DTOR: Decision Tree Outlier Regressor to explain anomalies

Riccardo Crupi,Daniele Regoli,Alessandro Damiano Sabatino,Immacolata Marano,Massimiliano Brinis,Luca Albertazzi,Andrea Cirillo,Andrea Claudio Cosentini
2024-05-13
Abstract:Explaining outliers occurrence and mechanism of their occurrence can be extremely important in a variety of domains. Malfunctions, frauds, threats, in addition to being correctly identified, oftentimes need a valid explanation in order to effectively perform actionable counteracts. The ever more widespread use of sophisticated Machine Learning approach to identify anomalies make such explanations more challenging. We present the Decision Tree Outlier Regressor (DTOR), a technique for producing rule-based explanations for individual data points by estimating anomaly scores generated by an anomaly detection model. This is accomplished by first applying a Decision Tree Regressor, which computes the estimation score, and then extracting the relative path associated with the data point score. Our results demonstrate the robustness of DTOR even in datasets with a large number of features. Additionally, in contrast to other rule-based approaches, the generated rules are consistently satisfied by the points to be explained. Furthermore, our evaluation metrics indicate comparable performance to Anchors in outlier explanation tasks, with reduced execution time.

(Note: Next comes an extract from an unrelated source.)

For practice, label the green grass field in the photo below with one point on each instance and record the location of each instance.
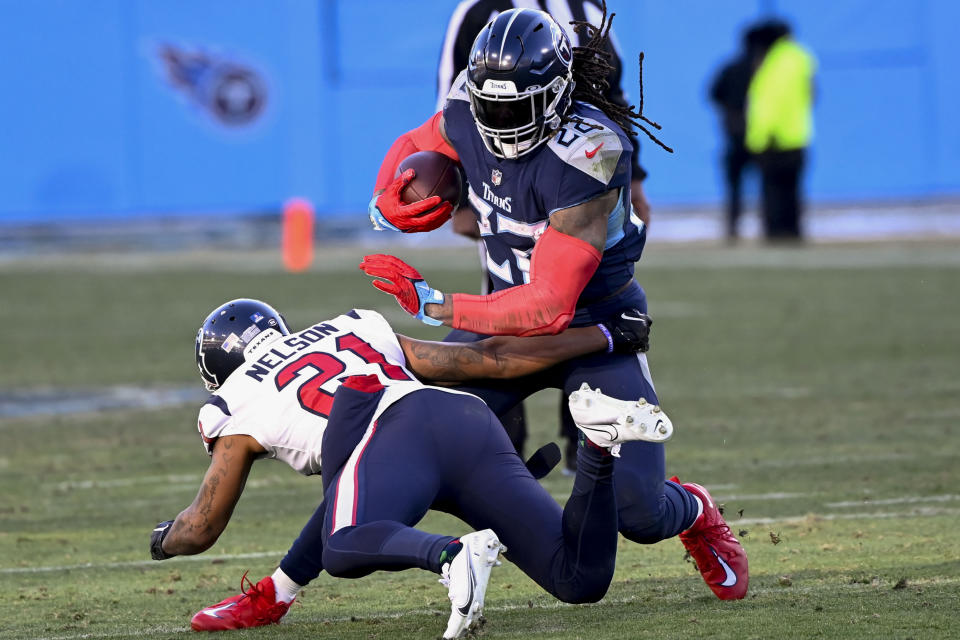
(816, 391)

Machine Learning,Artificial Intelligence
What problem does this paper attempt to address?
This paper proposes a solution to the interpretability problem in anomaly detection in machine learning. In internal audits in sectors such as banking, anomaly detection techniques are used to identify unusual data points such as faults, fraud, or threats. However, the interpretability of these techniques is a challenge because explanations need to be provided to internal auditors who may not have expertise in data analysis. Existing explanation methods, such as SHAP based on feature importance, may have limited interpretability in complex models or high-dimensional datasets. The paper introduces a new approach called Decision Tree Anomaly Regressor (DTOR), which generates rule-based explanations by estimating anomaly scores generated by the anomaly detection model. DTOR utilizes a decision tree regressor to compute the estimated score and extracts the paths associated with the data point's score. This approach performs robustly on datasets with a large number of features and generates more relevant rules for the data point to be explained. Compared to other rule-based explanation methods like Anchors, DTOR has shorter execution time and comparable performance in anomaly explanation tasks. The innovation of DTOR lies in its ability to provide transparent decision logic for anomaly detection models, enabling non-data scientists to understand the reasons for anomalies occurring and thus improving risk assessment and decision-making in banking systems. In this way, DTOR enhances the efficiency and security of internal audits in banking systems.